Caught something worth thinking about with Micron lately. The stock's been an absolute beast for AI plays if you got in early, but here's what's interesting - it looks dirt cheap on paper, yet there's a catch nobody should miss.



So the valuation story first. Forward P/E sitting around 12x while the broader market trades at 21.9x. Yeah, that screams undervalued. But this is where it gets tricky. Memory chips aren't exactly revolutionary tech - they're commoditized. Micron makes them, competitors make them, not much separates them except price and availability.

Right now we're in a supply crunch. AI buildout has basically consumed all available memory chip capacity. Prices skyrocketed. Micron's costs stayed stable, so when commodity prices moon, their margins expand dramatically.
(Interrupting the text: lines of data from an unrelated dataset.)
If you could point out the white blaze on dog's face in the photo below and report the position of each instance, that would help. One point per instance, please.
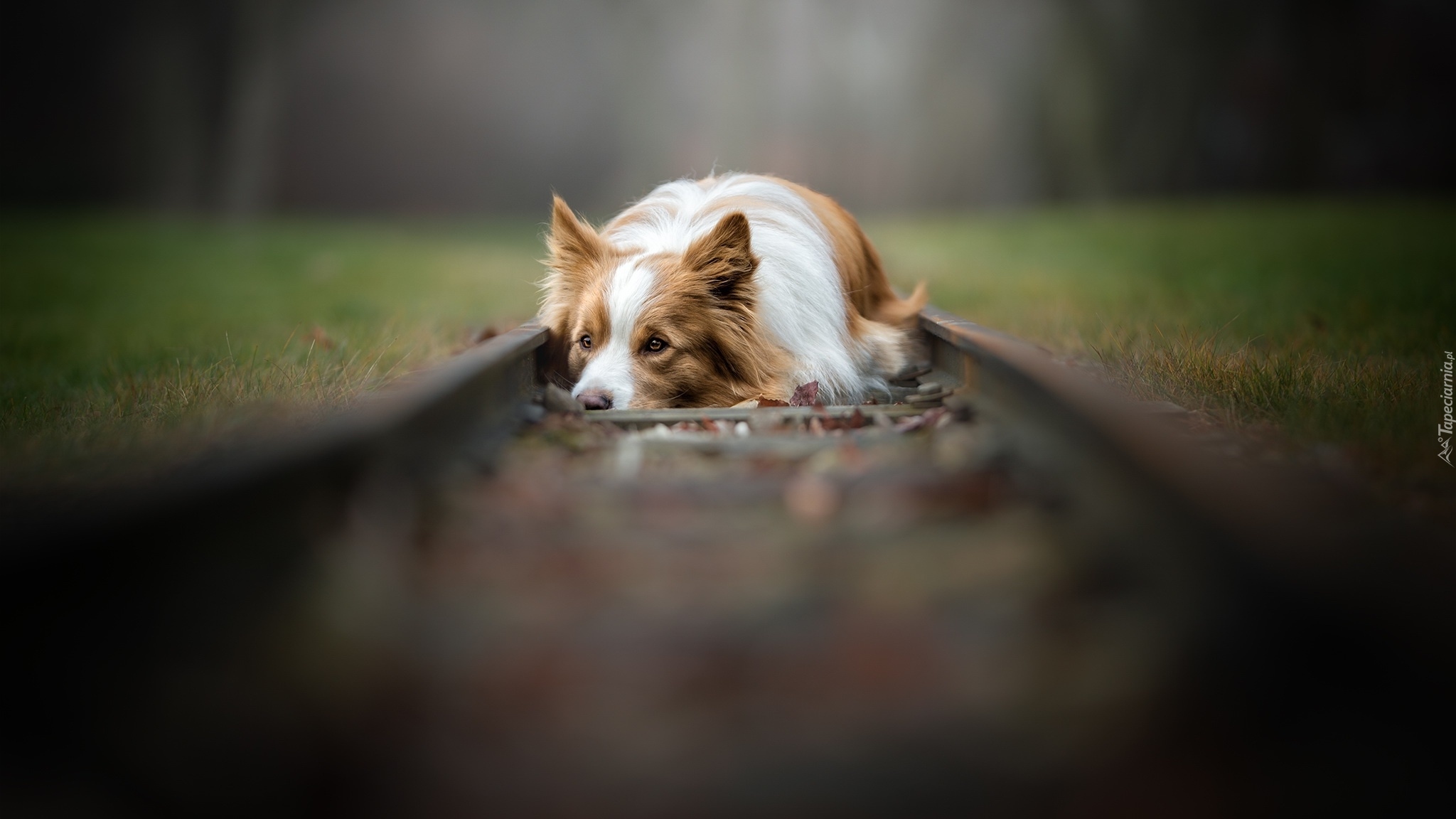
(657, 330)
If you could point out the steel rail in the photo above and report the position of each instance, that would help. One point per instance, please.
(111, 596)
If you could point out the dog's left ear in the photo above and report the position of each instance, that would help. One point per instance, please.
(572, 242)
(724, 258)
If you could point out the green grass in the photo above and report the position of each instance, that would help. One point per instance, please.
(1303, 323)
(130, 340)
(1322, 321)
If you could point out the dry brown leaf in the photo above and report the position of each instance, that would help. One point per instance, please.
(805, 395)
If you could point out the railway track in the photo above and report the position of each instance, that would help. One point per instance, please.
(1004, 589)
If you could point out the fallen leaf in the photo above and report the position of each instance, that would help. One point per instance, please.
(805, 395)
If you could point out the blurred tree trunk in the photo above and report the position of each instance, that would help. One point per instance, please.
(250, 107)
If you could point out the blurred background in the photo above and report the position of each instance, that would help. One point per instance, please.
(441, 107)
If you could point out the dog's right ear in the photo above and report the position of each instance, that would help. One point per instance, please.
(572, 242)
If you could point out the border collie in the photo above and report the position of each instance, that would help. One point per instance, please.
(719, 291)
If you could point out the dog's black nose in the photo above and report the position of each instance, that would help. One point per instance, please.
(596, 398)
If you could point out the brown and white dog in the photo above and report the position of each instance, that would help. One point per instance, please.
(721, 290)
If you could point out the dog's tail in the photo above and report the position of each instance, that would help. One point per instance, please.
(897, 312)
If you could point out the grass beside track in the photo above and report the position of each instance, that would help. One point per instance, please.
(1321, 321)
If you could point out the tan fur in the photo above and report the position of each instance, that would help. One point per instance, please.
(715, 353)
(860, 270)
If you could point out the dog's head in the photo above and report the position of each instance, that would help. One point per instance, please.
(655, 330)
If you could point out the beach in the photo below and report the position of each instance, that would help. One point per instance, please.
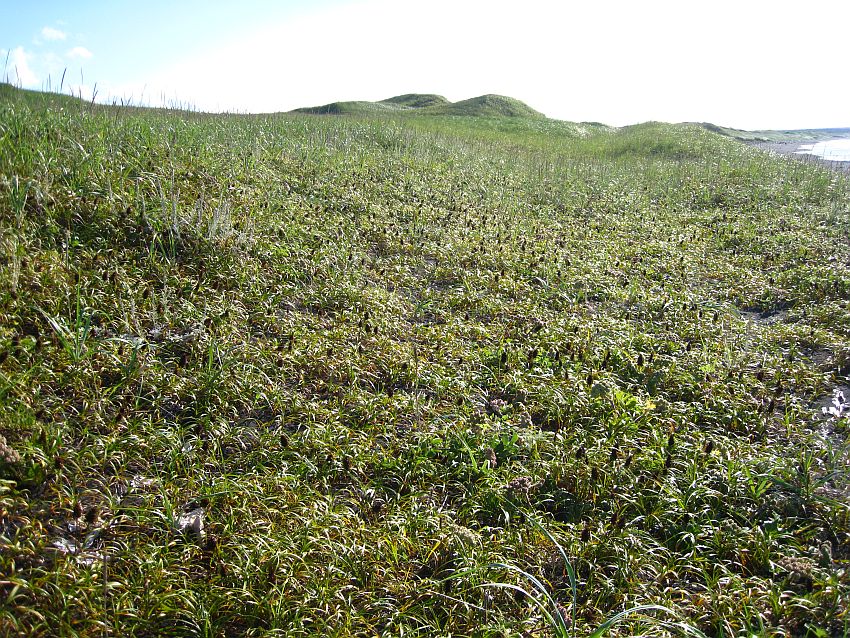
(792, 148)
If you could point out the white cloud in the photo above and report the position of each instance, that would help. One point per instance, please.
(80, 52)
(51, 34)
(18, 70)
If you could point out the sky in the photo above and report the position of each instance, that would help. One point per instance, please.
(747, 64)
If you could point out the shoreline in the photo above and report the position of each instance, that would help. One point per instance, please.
(790, 149)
That's why the stock looks so cheap - the earnings are artificially inflated by supply constraints.

Here's the problem though. Once Micron and others expand capacity to meet demand, memory chip prices will tank. When that happens, profits compress. If demand actually falls, you've got excess capacity sitting around, and margins get destroyed. This is the cyclical nature of the business, and it's exactly why the market doesn't give it a premium valuation normally.
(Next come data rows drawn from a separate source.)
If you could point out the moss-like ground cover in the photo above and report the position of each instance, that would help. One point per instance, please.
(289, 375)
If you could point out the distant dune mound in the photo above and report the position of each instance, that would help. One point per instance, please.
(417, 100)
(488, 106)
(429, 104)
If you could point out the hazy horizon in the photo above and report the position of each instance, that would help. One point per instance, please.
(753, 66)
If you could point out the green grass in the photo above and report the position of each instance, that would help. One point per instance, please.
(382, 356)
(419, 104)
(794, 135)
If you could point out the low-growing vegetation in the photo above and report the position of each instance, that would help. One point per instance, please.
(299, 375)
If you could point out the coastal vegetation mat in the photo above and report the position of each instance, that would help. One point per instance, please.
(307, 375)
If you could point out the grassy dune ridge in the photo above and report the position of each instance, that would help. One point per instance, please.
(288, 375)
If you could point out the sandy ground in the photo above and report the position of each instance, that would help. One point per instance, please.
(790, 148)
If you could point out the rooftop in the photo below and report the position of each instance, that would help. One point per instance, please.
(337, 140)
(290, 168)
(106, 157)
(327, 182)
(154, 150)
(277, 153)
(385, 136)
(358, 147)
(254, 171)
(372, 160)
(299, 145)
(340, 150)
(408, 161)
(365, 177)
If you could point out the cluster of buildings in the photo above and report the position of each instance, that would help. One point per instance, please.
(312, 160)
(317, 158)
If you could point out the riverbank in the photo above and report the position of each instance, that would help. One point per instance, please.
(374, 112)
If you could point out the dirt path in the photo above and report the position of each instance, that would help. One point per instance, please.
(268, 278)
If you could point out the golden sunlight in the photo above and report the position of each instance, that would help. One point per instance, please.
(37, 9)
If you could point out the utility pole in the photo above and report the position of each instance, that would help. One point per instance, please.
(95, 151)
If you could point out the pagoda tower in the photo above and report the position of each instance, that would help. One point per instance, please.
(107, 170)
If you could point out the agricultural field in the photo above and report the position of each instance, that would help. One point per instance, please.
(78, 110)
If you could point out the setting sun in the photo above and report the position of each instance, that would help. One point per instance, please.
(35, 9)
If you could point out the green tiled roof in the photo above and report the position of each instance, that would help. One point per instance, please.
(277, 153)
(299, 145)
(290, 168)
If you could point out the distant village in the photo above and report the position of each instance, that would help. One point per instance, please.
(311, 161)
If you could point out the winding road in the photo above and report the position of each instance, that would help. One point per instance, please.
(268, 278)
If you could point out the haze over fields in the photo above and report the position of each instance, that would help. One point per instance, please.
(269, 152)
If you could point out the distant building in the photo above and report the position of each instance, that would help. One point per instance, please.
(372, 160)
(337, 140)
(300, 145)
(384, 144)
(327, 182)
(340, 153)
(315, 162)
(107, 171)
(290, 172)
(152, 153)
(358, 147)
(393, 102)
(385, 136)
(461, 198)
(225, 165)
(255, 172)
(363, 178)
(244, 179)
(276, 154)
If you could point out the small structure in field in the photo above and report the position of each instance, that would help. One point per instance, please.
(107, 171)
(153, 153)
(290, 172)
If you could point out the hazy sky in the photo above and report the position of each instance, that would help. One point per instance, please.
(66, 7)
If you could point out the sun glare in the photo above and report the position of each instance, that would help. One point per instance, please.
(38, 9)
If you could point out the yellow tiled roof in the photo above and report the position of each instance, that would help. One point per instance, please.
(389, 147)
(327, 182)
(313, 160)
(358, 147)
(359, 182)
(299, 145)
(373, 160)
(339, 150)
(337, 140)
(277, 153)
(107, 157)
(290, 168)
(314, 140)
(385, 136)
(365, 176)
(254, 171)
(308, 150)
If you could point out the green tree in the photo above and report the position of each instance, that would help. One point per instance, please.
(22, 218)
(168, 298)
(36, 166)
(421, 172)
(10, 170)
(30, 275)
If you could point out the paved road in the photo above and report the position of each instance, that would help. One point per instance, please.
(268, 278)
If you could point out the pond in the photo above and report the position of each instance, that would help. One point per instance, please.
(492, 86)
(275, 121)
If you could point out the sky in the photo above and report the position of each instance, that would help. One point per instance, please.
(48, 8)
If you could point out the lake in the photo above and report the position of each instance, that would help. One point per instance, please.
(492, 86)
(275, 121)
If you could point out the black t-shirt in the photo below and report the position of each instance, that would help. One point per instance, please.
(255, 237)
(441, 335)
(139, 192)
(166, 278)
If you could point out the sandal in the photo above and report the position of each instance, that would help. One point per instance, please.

Does that mean ignore it? Not necessarily. If you genuinely believe this memory crunch lasts years, not quarters, then Micron could stay cheap in terms of valuation while profits remain elevated. The stock could keep running if supply stays constrained long enough.

But - and this is crucial - this isn't a buy-and-forget situation. The cycle can flip fast. One day you're looking at 250% gains, next thing you know the supply picture changes and the stock gets hammered. You need to stay on top of capacity announcements and demand signals if you're holding this one. That's the real trade-off with Micron right now.